杉本裕太郎選手 2022年の月別成績 ©PLM
杉本裕太郎選手 2022年の月別成績 ©PLM

 2022年の杉本選手は3月と4月の月間打率がともに.130台と序盤戦は絶不調に陥っていたものの、5月は月間打率.333、6月は同.282と交流戦期間中に復調を示した。続く7月も月間打率.297と好調を持続させただけでなく、6月と7月の2カ月で10本塁打と持ち前のパワーも発揮し、中軸打者として力強くチームをけん引した。

 8月以降は再び調子を崩してしまい、最終的に105試合で打率.235という数字に終わったものの、15本塁打、OPS.722と、長打力の面では一定の数字を記録。日本シリーズでは2度の決勝打を放つ活躍を見せてMVPに輝くなど、チームのリーグ連覇と悲願の日本一にも貢献を果たした。

近藤健介選手 2023年の月別成績 ©PLM
近藤健介選手 2023年の月別成績 ©PLM

 2023年の近藤選手は4月の月間打率が.256、5月が同.235と序盤はやや低調だったものの、交流戦期間中の6月に月間打率.342と大きく復調。7月の月間打率は.343、8月は同.365と3カ月続けてハイアベレージを記録しており、交流戦での活躍が本来の打撃を取り戻す契機となったことが示されている。

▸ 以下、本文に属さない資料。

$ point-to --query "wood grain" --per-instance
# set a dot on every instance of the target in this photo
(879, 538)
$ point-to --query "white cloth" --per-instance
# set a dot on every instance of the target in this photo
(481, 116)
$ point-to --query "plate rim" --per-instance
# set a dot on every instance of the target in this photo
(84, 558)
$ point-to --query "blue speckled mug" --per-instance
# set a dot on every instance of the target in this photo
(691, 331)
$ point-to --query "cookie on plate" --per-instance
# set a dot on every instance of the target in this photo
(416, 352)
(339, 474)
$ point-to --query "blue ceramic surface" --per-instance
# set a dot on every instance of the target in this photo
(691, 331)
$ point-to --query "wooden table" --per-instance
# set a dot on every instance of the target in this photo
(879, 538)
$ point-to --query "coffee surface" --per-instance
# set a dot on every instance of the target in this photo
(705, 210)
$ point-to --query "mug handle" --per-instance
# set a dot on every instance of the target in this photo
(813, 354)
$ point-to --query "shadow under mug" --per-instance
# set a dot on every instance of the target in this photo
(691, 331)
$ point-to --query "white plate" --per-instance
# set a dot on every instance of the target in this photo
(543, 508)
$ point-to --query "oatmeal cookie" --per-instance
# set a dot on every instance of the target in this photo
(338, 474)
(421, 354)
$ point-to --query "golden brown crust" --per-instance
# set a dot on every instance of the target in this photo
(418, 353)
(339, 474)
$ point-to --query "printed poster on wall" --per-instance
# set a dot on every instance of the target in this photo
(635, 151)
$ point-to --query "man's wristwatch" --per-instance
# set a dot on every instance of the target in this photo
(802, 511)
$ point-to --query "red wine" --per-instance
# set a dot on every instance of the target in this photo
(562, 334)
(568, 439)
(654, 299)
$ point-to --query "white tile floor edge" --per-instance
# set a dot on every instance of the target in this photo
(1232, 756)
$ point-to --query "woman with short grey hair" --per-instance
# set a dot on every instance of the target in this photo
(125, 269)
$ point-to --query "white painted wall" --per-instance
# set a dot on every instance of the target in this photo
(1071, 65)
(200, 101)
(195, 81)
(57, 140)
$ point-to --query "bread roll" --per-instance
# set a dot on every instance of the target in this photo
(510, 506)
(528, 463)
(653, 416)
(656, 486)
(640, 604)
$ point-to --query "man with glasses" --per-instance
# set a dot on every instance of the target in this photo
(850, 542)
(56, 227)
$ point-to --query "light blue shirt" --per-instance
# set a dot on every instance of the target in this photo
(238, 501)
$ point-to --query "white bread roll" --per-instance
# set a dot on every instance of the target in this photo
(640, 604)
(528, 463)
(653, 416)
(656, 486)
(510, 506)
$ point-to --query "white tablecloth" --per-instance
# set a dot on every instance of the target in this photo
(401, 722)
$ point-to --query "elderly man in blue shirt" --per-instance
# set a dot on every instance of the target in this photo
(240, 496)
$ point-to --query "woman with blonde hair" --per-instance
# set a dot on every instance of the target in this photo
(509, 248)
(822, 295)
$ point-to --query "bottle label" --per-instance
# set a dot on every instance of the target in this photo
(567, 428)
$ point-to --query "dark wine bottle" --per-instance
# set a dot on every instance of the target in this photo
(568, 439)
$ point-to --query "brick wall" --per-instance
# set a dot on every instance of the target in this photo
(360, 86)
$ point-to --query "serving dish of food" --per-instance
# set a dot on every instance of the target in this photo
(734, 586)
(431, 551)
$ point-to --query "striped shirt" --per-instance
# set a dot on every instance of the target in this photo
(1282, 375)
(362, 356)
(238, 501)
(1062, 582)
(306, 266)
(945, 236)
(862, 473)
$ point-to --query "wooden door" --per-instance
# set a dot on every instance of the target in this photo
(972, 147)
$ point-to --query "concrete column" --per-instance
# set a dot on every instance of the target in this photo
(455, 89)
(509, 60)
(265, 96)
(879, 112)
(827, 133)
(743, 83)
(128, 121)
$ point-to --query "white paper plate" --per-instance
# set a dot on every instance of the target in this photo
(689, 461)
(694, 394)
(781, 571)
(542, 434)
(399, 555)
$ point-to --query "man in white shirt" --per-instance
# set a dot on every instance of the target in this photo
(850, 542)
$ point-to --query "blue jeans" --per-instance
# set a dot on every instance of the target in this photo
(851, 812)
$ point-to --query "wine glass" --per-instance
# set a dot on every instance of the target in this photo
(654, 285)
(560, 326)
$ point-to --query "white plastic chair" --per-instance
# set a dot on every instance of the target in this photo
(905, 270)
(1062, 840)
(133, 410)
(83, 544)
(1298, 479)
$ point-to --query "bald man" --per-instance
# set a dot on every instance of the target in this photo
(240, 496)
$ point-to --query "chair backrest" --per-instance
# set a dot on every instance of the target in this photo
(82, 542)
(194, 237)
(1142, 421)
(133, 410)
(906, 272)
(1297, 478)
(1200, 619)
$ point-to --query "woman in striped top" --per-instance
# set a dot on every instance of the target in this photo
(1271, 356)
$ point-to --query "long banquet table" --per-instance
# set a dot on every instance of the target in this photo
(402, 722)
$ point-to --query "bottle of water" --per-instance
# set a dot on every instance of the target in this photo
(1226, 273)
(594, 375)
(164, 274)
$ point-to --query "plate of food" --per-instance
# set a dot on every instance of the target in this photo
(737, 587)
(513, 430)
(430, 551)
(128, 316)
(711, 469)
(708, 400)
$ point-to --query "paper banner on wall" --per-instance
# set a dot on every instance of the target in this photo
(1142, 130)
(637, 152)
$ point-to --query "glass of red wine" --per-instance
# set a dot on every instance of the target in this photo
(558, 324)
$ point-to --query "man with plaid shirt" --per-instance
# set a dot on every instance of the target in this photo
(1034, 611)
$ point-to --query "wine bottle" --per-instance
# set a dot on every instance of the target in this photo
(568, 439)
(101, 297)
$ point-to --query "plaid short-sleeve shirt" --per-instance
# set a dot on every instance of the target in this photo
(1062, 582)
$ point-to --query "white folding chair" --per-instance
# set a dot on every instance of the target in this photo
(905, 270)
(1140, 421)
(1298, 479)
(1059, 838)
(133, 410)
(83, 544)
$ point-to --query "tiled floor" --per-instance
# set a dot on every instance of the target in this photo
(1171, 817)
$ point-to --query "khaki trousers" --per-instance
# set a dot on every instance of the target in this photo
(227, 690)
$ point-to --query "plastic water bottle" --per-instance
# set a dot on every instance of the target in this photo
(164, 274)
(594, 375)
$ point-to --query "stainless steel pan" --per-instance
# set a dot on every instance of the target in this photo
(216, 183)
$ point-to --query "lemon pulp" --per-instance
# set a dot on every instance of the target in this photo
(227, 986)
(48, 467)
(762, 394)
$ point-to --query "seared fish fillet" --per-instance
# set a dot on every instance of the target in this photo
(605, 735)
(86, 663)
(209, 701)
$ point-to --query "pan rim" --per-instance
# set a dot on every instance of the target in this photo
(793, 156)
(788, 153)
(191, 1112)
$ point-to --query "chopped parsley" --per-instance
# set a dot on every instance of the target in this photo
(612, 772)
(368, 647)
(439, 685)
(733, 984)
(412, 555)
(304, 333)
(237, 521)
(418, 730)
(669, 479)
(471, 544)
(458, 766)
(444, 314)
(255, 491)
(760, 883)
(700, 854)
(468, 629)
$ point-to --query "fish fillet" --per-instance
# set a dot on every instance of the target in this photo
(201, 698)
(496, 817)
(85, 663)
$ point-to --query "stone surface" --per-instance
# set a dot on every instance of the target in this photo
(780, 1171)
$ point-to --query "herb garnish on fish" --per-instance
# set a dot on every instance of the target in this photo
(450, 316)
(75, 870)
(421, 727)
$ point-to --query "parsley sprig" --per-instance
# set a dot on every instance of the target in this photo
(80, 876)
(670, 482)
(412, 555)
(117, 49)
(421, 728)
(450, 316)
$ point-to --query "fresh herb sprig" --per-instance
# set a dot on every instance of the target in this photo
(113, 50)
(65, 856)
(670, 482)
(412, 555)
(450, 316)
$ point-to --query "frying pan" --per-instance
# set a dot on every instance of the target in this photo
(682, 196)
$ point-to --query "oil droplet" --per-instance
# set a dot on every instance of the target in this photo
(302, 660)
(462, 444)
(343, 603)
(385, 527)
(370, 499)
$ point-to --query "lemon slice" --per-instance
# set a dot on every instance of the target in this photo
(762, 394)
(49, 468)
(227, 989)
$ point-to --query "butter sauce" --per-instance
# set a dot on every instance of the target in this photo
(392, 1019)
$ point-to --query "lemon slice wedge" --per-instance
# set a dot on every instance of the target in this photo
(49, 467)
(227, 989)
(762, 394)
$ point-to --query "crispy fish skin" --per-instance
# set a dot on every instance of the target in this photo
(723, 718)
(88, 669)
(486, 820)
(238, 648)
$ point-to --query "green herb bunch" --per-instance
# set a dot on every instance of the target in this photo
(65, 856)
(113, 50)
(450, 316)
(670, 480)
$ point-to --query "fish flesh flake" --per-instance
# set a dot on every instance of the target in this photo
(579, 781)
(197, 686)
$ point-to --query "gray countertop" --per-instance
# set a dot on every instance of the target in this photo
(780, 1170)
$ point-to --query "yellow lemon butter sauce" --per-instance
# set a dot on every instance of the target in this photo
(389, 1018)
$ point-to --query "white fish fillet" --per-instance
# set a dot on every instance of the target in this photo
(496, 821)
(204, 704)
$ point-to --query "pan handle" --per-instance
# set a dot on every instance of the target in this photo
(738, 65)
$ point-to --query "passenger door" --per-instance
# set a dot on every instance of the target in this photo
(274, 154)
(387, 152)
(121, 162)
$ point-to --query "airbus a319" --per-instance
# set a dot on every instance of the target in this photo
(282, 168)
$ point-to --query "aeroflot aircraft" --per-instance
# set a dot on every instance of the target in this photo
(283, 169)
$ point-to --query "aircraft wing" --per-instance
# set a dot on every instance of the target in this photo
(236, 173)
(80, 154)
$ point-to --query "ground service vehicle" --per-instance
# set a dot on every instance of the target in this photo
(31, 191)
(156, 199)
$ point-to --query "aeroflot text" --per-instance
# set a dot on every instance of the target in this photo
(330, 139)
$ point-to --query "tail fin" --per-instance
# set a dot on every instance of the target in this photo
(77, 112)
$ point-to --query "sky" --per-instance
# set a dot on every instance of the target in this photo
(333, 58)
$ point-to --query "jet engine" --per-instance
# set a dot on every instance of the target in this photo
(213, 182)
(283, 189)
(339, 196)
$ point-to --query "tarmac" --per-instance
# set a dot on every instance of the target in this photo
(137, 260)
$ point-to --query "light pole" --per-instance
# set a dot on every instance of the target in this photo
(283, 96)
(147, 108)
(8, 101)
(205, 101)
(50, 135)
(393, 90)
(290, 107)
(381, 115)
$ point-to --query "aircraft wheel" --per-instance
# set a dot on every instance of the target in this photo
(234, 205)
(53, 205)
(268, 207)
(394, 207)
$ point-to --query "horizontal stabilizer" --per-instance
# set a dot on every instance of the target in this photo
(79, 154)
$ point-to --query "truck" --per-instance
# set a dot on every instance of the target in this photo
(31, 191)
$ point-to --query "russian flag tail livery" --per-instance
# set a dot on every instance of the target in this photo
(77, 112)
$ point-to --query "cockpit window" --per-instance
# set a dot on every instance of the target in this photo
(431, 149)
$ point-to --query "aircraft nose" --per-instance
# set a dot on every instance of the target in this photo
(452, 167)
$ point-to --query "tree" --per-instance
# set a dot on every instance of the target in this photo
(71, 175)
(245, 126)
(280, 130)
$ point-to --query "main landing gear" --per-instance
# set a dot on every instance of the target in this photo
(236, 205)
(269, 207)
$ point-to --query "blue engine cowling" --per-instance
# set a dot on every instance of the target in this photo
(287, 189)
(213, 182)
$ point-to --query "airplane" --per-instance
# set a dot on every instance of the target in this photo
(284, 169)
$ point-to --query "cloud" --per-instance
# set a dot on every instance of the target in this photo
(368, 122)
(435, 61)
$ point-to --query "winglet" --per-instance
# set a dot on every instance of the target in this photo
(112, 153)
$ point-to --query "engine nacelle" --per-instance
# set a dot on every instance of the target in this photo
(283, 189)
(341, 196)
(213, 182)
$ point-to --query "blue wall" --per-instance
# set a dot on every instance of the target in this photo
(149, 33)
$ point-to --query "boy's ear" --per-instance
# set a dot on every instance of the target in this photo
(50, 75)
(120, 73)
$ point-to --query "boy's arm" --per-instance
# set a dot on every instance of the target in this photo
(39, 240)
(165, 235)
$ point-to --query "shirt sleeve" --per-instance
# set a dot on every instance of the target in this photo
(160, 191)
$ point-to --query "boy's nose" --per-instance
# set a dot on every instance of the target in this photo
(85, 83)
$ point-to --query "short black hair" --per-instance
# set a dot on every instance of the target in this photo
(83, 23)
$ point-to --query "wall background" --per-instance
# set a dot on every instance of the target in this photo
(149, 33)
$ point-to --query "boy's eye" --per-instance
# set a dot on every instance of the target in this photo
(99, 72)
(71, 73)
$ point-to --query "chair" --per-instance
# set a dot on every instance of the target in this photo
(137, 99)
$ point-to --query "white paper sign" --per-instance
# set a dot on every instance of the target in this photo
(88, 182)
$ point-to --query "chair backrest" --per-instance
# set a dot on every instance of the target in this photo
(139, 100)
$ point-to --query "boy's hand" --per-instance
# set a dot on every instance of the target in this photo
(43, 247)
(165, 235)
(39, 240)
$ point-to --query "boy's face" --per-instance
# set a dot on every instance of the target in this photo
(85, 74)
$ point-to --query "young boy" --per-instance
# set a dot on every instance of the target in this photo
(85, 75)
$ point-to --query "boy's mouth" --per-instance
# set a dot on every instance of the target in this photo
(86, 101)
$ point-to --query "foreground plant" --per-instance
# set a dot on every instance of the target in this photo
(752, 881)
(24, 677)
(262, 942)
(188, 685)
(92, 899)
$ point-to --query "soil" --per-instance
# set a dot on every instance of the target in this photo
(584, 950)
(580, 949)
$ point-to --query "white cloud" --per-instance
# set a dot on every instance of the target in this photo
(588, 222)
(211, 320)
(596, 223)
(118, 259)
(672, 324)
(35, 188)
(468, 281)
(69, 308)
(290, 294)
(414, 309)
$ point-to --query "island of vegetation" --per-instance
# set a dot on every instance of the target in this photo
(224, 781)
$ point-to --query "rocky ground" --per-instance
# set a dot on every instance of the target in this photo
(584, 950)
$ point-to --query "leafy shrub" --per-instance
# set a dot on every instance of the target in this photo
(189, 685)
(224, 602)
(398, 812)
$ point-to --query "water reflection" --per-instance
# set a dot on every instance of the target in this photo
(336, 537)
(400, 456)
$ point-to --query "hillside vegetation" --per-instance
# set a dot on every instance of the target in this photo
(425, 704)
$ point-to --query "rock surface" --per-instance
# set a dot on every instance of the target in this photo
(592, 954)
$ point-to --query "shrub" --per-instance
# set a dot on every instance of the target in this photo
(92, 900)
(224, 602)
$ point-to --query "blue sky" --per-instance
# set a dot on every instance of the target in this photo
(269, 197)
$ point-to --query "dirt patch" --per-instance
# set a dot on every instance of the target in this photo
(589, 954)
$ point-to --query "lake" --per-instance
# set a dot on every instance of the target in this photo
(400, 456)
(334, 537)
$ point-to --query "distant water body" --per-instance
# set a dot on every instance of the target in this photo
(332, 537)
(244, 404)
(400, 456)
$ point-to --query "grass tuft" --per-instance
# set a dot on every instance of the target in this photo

 最終的に全143試合に出場して打率.303を記録し、26本塁打・87打点でいずれも自身初となる本塁打王と打点王の2冠を獲得。出塁率.431で自身3度目の最高出塁率のタイトルにも輝き、外野手部門のベストナインとゴールデングラブ賞をW受賞するなど、移籍1年目から出色の活躍を見せ、チームの中心的存在の一人となった。

水谷瞬選手 2024年の月別成績 ©PLM
水谷瞬選手 2024年の月別成績 ©PLM

 2024年の水谷選手は交流戦前の時点でわずか10試合の出場にとどまっていたが、5月は9試合で月間打率.448、6月は23試合で同.333と好成績を記録。その後も7月は20試合、8月は18試合、9月は19試合と着実に出場機会を確保し、交流戦での大活躍をきっかけに主力の座へと定着してみせた。

 最終的な成績は97試合で打率.287、9本塁打、OPS.779と、投高打低の環境にあって一定以上の数字を記録。その活躍が認められて「マイナビオールスターゲーム2024」にプラスワン投票で選出されるなど、加入1年目からチーム内外において大きなインパクトを残し、現役ドラフトにおける顕著な成功例の一人となった。

2025年のシーズンも、縁起の良い「ジンクス」が継続する結果となるか

 交流戦首位打者を受賞した選手の所属チームがいずれもAクラスに入っただけでなく、近藤選手は本塁打王と打点王の2冠に輝き、水谷選手は一躍大ブレイクを果たした。杉本選手もシーズン成績自体はやや低調だったものの、日本シリーズでMVPに輝く活躍を見せてチームの日本一に貢献するなど、選手にとっても縁起の良い結果がもたらされていた。

 2025年の交流戦で首位打者を受賞した柳町選手も、過去3年における先達たちと同様にチームを上位進出に導き、自らも充実したシーズンを送ることができるか。縁起の良い「ジンクス」が4年連続で継続するか否かについて、今季はぜひ注目してみてはいかがだろうか。